Deutschland hat Menschen per Charterflug nach Afghanistan abgeschoben. Es seien zwanzig afghanische Straftäter mit einem Charterflug von Leipzig nach Kabul gebracht worden, teilte das Bundesinnenministerium mit.
Nach Angaben des Ministeriums war es der erste Charterflug, der ohne die Unterstützung anderer Staaten auf Grundlage einer direkten Vereinbarung zustande kam. Bei vorigen Flügen hatte Katar vermittelt. Mitarbeiter des Ministeriums haben nun eine Vereinbarung mit der in Afghanistan regierenden Taliban gefunden.
Vereinbarung mit den Taliban
Die Kontakte zu den Taliban sind umstritten. Offiziell unterhält die Bundesregierung keine diplomatischen Beziehungen zu den Taliban, die seit August 2021 wieder in Afghanistan an der Macht sind.

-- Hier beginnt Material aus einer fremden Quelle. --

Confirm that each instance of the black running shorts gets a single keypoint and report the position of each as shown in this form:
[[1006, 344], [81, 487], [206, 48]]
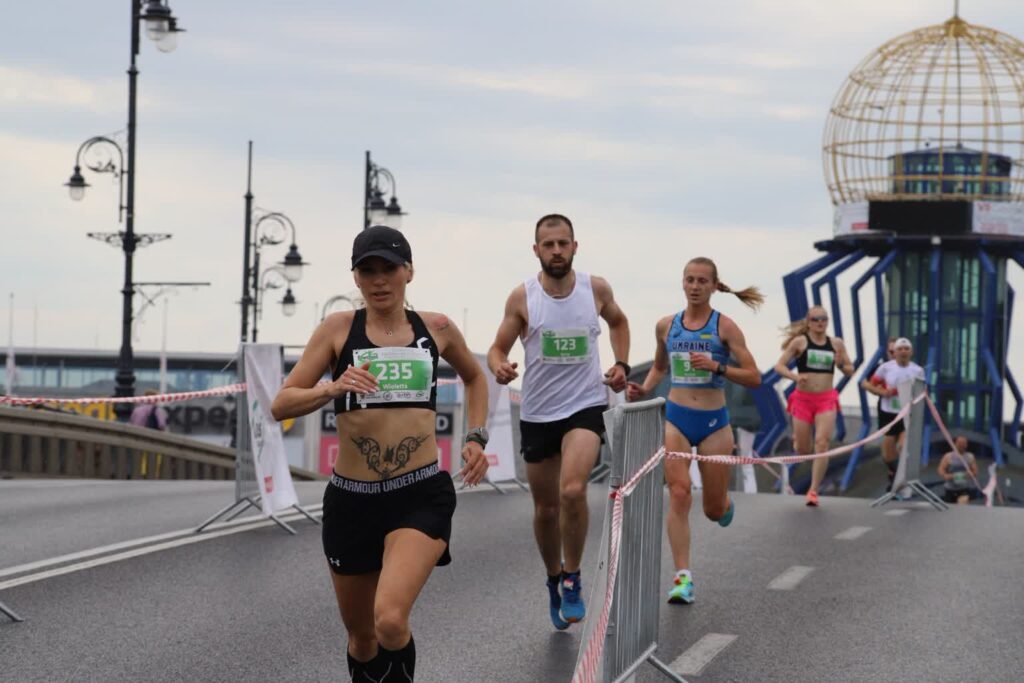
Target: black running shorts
[[544, 439], [358, 514], [885, 418]]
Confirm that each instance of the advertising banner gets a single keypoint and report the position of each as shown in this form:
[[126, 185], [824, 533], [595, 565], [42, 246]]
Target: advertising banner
[[998, 218], [501, 449], [264, 370]]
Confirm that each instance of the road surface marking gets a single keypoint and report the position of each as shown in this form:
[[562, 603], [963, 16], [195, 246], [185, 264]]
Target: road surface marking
[[788, 579], [852, 534], [692, 662]]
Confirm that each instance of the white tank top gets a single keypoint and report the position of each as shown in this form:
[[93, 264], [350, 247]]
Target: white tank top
[[563, 369]]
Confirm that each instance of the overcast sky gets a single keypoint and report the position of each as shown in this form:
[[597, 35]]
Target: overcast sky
[[666, 130]]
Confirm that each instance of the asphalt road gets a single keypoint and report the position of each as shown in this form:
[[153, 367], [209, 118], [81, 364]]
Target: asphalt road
[[918, 596]]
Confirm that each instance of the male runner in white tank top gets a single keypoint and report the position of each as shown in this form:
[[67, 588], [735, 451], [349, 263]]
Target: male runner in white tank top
[[555, 314]]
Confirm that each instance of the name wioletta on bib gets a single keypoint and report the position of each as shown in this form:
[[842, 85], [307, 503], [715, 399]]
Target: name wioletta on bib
[[403, 374], [682, 351]]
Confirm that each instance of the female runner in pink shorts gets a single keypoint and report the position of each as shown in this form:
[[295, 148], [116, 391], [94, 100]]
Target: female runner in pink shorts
[[814, 401]]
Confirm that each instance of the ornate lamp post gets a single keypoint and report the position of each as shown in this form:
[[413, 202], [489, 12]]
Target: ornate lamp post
[[161, 27], [376, 211]]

Bundesinnenminister Alexander Dobrindt (CSU) erklärte: „Unsere Vereinbarung schafft eine verlässliche Grundlage für direkte und dauerhafte Abschiebungen nach Afghanistan.“
Abgeschoben wurden demnach ausreisepflichtige Männer, die in Deutschland straffällig geworden waren, unter anderem wegen Sexualdelikten, Körperverletzung und Drogendelikten.

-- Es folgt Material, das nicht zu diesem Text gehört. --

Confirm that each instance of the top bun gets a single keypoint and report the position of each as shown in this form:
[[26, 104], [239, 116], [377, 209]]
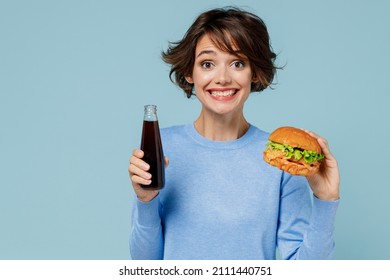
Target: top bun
[[296, 138]]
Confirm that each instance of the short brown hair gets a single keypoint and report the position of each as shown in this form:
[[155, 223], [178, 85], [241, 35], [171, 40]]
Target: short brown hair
[[225, 26]]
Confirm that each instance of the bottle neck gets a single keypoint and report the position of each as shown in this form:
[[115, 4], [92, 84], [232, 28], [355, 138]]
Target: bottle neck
[[150, 113]]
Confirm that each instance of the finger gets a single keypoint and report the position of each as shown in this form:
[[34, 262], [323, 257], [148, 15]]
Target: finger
[[139, 163], [166, 161], [135, 170], [138, 153]]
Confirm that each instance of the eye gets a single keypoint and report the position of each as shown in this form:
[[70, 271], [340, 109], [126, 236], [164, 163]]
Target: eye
[[206, 64], [238, 64]]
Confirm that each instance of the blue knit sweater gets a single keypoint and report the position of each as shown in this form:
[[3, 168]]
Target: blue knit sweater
[[222, 201]]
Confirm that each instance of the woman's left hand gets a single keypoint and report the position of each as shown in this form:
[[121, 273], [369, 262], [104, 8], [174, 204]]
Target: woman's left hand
[[325, 184]]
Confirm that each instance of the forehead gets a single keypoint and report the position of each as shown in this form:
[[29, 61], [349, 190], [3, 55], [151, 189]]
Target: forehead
[[209, 41]]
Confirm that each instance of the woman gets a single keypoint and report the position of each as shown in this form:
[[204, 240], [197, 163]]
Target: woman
[[221, 200]]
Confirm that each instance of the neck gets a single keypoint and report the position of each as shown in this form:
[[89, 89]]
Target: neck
[[220, 128]]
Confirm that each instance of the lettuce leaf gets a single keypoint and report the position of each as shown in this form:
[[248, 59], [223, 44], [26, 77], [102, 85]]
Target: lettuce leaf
[[308, 156]]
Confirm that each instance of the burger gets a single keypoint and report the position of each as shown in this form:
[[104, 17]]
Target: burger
[[294, 151]]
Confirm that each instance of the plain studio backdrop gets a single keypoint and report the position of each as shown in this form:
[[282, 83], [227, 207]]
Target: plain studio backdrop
[[75, 75]]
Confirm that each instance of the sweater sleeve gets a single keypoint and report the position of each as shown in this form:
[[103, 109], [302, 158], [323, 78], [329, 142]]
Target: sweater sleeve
[[146, 240], [306, 226]]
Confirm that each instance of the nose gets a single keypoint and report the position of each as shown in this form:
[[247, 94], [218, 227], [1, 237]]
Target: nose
[[223, 76]]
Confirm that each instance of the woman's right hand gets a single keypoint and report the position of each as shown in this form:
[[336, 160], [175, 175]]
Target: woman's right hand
[[139, 175]]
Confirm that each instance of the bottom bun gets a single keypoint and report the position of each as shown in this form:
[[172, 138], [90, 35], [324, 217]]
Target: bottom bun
[[277, 159]]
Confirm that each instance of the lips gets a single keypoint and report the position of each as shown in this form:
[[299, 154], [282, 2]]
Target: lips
[[222, 94]]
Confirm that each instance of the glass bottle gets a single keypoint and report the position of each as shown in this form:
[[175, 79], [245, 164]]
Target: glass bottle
[[152, 147]]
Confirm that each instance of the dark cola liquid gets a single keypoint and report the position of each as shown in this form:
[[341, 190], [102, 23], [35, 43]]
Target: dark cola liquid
[[153, 154]]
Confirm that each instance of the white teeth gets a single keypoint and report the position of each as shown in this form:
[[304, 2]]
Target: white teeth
[[223, 93]]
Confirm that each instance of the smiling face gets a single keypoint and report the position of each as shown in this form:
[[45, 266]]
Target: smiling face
[[222, 80]]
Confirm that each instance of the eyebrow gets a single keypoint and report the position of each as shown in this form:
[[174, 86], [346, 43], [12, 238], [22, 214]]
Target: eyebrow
[[206, 52]]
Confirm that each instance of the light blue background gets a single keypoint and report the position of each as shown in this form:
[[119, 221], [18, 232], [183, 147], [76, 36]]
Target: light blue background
[[74, 76]]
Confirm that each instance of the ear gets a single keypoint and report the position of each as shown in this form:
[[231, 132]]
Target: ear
[[255, 78], [189, 79]]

Menschenrechtsorganisationen kritisieren Abschiebungen nach Afghanistan
Zahlreiche Menschenrechtsorganisationen fordern einen Stopp der Abschiebungen nach Afghanistan, darunter Amnesty International und Pro Asyl. Das Land sei für Abgeschobene nicht sicher, kritisieren sie. Auch die UN verweisen auf die „katastrophale“ humanitäre Lage in Afghanistan, wo 70 Prozent der Menschen in Armut lebten. Afghanistan gilt als eines der ärmsten Länder der Welt und ist von jahrzehntelangem Krieg gezeichnet.